No. A large language model predicts likely sequences of text based on patterns in its training data, which produces fluent and often useful output but is not human reasoning. Apple's machine learning researchers found that frontier models fail to apply explicit algorithms consistently and reason inconsistently across similar puzzles, with accuracy collapsing entirely as complexity rises. Treat AI as excellent at pattern recognition and unreliable at novel, multi-step reasoning.
AI snake oil, a term popularised by Princeton researchers Arvind Narayanan and Sayash Kapoor, describes products that promise far more than the technology can deliver, especially systems claiming to predict inherently unpredictable outcomes or to read character, intent, or future behaviour from thin signals. The danger is rarely AI itself but AI applied to a task it was never suited for. Protect yourself by asking how accuracy was measured, running a paid pilot on your own data, and verifying headline claims independently.

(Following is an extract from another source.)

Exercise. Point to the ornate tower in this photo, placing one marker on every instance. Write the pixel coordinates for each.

No. The limitations argue for selective, well-designed use rather than avoidance. AI genuinely works for tasks like summarisation, drafting, translation, recommendation, and routine automation. The approach that succeeds is matching AI to tasks it handles reliably, keeping a human accountable for decisions that carry risk, and verifying any output that feeds a real choice. In Australia, where more than half of organisations already use AI, the advantage comes from responsible, trustworthy deployment, not from adoption alone.